Venezuela has an elected Vice President, Delcy Rodriguez, who under any constitutional form of government should be the one to succeed Maduro. The US never considered him because he was an unwilling lackey. They simply focused their issue on dictatorship to make palatable their replacement of Maduro. In that, one could see that the political turmoil in Venezuela is following an old pattern similar to the political swindle committed by the US and the oligarchy under the guise of “people power” to allegedly restore democracy and freedom.
The US’ distaste for the Maduro government has nothing to do with ideology. It is their fear of encroachment to what it considered as its exclusive turf. US national security advisor, John Bolton, in an interview said, “It will make a big difference to the United States economically if we could have American oil companies invest in and produce the oil capabilities in Venezuela.”
Because of the US oil embargo, Venezuela today ranks only no. 11 among the world’s largest oil producer.

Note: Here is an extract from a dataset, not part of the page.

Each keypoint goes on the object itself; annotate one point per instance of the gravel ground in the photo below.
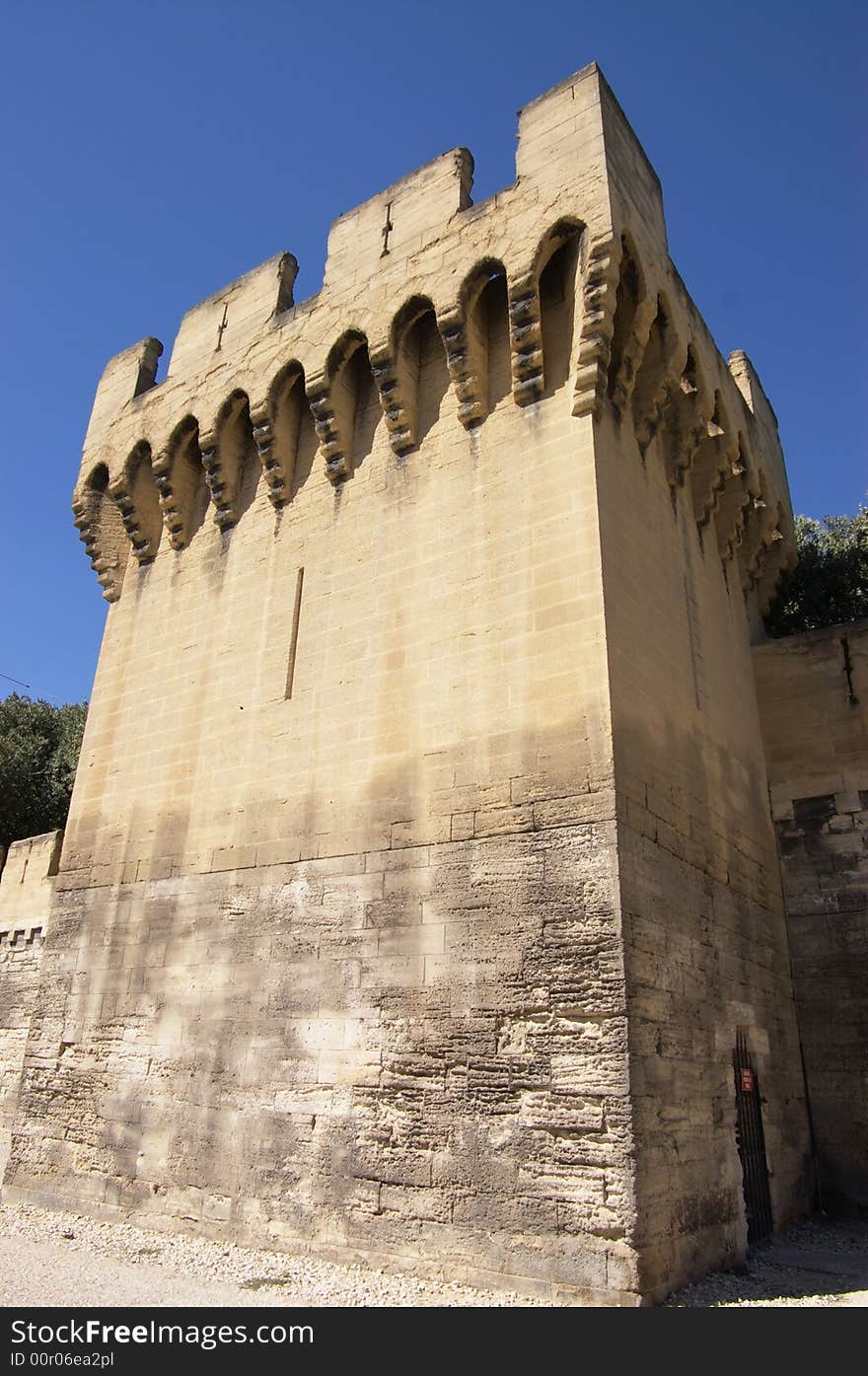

This represents a decline from over 1.2 million barrels in October, an average of 1.25 million barrels in the third quarter and from nearly 1.4 million barrels in the second quarter of last year. Venezuela's production has also plunged from an average of 1.9 million barrels in 2017. The country’s proven oil reserves are recognized as the largest in the world, totalling 297 billion barrels as of 1 January 2014. Despite the odds, the late President Hugo Chavez tried to invite foreign investors.
For one, China has already loaned $50 billion for the last decade which payment comes mostly in the form of oil exports. During President Maduro’s visit to Beijing, China has promised to provide whatever help, like providing a $5 billion credit. Russia, on the other hand, remains Venezuela’s impost important partner in the Orinoco Belt area, referring to the oil fields in Northern Venezuela. Russia’s state-run oil company, Rosneft, has a vested interest since December 2016 when it took nearly 50 percent stake in Citgo, a US-based oil company that is owned by Venezuela’s energy giant, PDVSA, as collateral for a 1.54 billion loan. Russia also agreed to restructure Venezuela’s $3.5-billion loan.
Even if President Trump has been sounding the marching drum to take another jingoistic leap to intervene in the internal affairs of Venezuela, the war drums do not seem to jibe to where the US economically stands today. His infamous “build the wall” slogan is falling apart that it has caused the US to stop government operations for nearly three weeks and costs it about $4 billion. Even Organization of American States (OAS) has not been unanimous as when the US imposed an economic embargo on Cuba in the 60’s.
While domestic politics in the US may have no direct bearing to the crisis in Venezuela, the intensified political differences between the Democrats which control the House of Representatives and the Republicans are today seen as weathervane on the future of the President and his cabal of neoliberals. The US Congress already hinted it will not support any military intervention in Venezuela. That now spells a redline for Trump; that should he cross the redline to involve US troops in another war would constitute an act that that would give the US Congress reason to get rid of him.